Fig. 1 is a sectional view of a steering rack according to an embodiment of the present invention, Fig. 2 is a partially cutaway sectional view showing the hardening process of the back surface of an embodiment of the present invention, and Fig. 3 is a cross-sectional view taken from Fig. 2 A-A
4 is a sectional view showing a conventional steering rack, and FIG. 5 is a sectional view showing a hardening process of the back surface of a conventional example. Explanation of symbols, 1... Steering rack, 2...
... Quenched and hardened layer on the tooth portion, 3... Quenched and hardened layer on the back surface, 9
...Induction coil, 16...Induction hardening device.

Claims (1)

[Scope of Claims] 1. In a steering rack in which a quenched hardened layer is formed by induction hardening on the tooth portion and the back surface of the steering rack in which the tooth portion is provided in a chord shape on the circular cross-sectional shaft, The quenched hardened layer on the back side passes through the steering rack axis O, and the tooth bottom surface P.

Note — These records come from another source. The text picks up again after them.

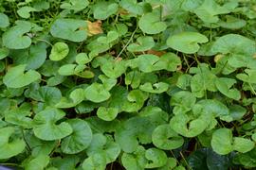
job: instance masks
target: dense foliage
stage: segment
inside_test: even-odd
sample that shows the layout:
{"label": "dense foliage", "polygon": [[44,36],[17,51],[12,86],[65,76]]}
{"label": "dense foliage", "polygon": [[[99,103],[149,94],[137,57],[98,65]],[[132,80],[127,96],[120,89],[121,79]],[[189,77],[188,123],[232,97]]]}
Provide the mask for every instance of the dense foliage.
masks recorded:
{"label": "dense foliage", "polygon": [[0,0],[0,164],[256,168],[256,0]]}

1, approximately symmetrical to the left and right about a plane P3 that is tilted upward at an angle θ of 15° to 30° from the plane P2 perpendicular to the vehicle body, and one end thereof is the intersection of the plane P2 and the rear surface. A steering rack characterized by being formed into a substantially arcuate cross section with a range slightly exceeding Q. 2. In an induction hardening method for a steering rack in which a quenched hardened layer is formed by induction hardening on the back surface of the teeth of a steering rack having chord-like teeth on a circular cross-sectional shaft, an induction coil having a substantially flat surface is used. , the substantially flat surface passes through the steering rack axis O and is perpendicular to a surface P3 which is tilted upward at an angle θ of 15° to 30° from a surface P2 perpendicular to the tooth bottom surface P1 at an angle θ of 15° to 30° when mounted on the vehicle body. The steering rack is heated to a predetermined temperature by a high-frequency current flowing through an induction coil on the back side of the steering rack, and a refrigerant liquid is injected onto the back side to form a quenched hardened layer on the back side. Features an induction hardening method for steering racks.